Knowledge Graph Completion

Knowledge Graph Completion (KGC) is the task of inferring missing triples (s, r, o) in a graph. In a production Wikantik instance, this isn't an academic exercise; it's the mechanism that turns a sparse set of extracted entities into a dense reasoning substrate for agents.

A complete KG allows an agent to answer "What is the security posture of the authentication service?" even if no single document explicitly links AuthenticationService to OAuth2.

1. The Geometry of Link Prediction

Link prediction assumes that entities and relations can be mapped to a continuous vector space where the truth of a triple is proportional to a score function $f_r(s, o)$ .

Translational Distance Models (TransE, RotatE)

In TransE, the relation is a translation vector: $\mathbf{s} + \mathbf{r} \approx \mathbf{o}$ .

Failure mode: Cannot handle 1-to-N relations. If (USA, has_state, NewYork) and (USA, has_state, California), TransE forces NewYork and California to the same vector.
Production Fix (RotatE): Maps entities to complex vectors $\mathbb{C}^d$ and relations to rotations: $\mathbf{o} = \mathbf{s} \circ \mathbf{r}$ , where $|\mathbf{r}_i| = 1$ . This handles symmetry, antisymmetry, and inversion.

Bilinear Models (ComplEx)

ComplEx uses the Hermitian dot product in complex space:

f_r(s, o) = \text{Re}(\langle \mathbf{w}_r, \mathbf{e}_s, \bar{\mathbf{e}}_o \rangle)

This is the state-of-the-art baseline for large-scale KGs because it scales linearly with entity count and captures asymmetric relations (e.g., parent_of) effectively.

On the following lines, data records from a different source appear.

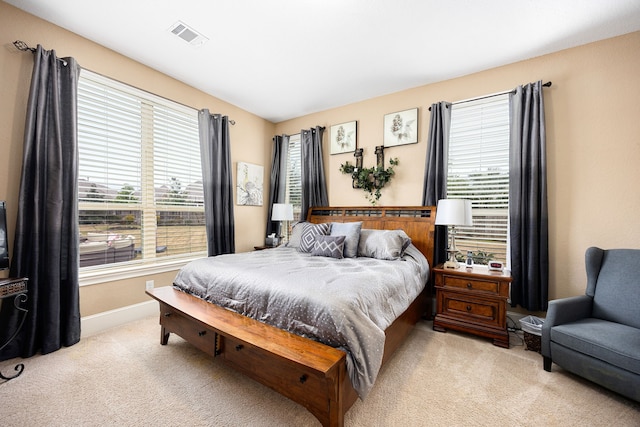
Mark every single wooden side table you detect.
[0,277,29,381]
[433,264,511,348]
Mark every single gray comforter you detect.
[174,245,429,398]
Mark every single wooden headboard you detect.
[307,206,436,268]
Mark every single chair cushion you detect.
[550,318,640,375]
[593,249,640,328]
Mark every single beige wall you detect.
[276,32,640,299]
[0,2,640,316]
[0,2,275,316]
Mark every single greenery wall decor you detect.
[340,146,398,206]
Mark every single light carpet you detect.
[0,317,640,427]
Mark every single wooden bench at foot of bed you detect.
[146,286,428,426]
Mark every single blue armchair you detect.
[541,247,640,402]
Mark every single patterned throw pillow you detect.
[298,222,331,252]
[311,234,345,259]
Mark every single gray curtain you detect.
[198,109,235,256]
[509,81,549,311]
[266,135,289,236]
[0,46,80,359]
[300,126,329,219]
[422,101,451,265]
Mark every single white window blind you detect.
[447,94,509,264]
[78,70,206,268]
[285,134,307,220]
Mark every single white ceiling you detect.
[5,0,640,123]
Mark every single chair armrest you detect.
[540,295,593,357]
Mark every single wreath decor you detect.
[340,146,398,206]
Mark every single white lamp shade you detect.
[436,199,473,226]
[271,203,293,221]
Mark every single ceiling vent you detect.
[169,21,209,47]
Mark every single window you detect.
[285,134,307,220]
[447,94,509,264]
[78,70,206,268]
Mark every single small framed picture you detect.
[382,108,418,147]
[236,162,264,206]
[331,120,358,154]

2. LLM-Augmented Extraction (The Production Path)

While embedding models predict links from existing structure, LLMs extract links from unstructured evidence. In Wikantik, we use a verification loop:

def verify_extracted_triple(subject, relation, obj, context_chunk):
    # 1. Structural Check
    if not kg.has_relation_type(relation):
        return False, "INVALID_RELATION"
    
    # 2. Embedding Consensus (using RotatE score)
    score = kg_embedding_model.score(subject, relation, obj)
    if score < THRESHOLD_ANOMALY:
        # If the model is shocked by this triple, require higher LLM confidence
        min_confidence = 0.95
    else:
        min_confidence = 0.70
        
    # 3. LLM Multi-Pass Verification
    return llm.verify(
        f"Does '{context_chunk}' prove ({subject}, {relation}, {obj})?",
        min_confidence=min_confidence
    )

3. Evaluation: Moving Beyond Hits@10

Standard academic benchmarks (FB15k-237) are often leaked into LLM training sets. For production KGC, you must measure:

Metric	Why it matters	Calculation
MRR (Mean Reciprocal Rank)	Rewards the model for putting the truth at #1 vs #10.	$\frac{1}{\|Q\|} \sum_{i=1}^{\|Q\|} \frac{1}{rank_i}$
Filtered Hits@1	Strict accuracy. "Filtered" means we don't penalize the model for picking a different true triple that isn't the ground truth for this specific test case.	Count of true positives at rank 1 / total queries
Relation-Specific Precision	Some relations (e.g., `is_a`) are easier than others (`impacts`).	$\frac{TP}{TP + FP}$ per relation type

Critical Trap: Beware of "Entity Leakage." If your training set contains (A, part_of, B) and your test set contains (B, contains, A), a simple model will "predict" the link via inversion without understanding the semantics.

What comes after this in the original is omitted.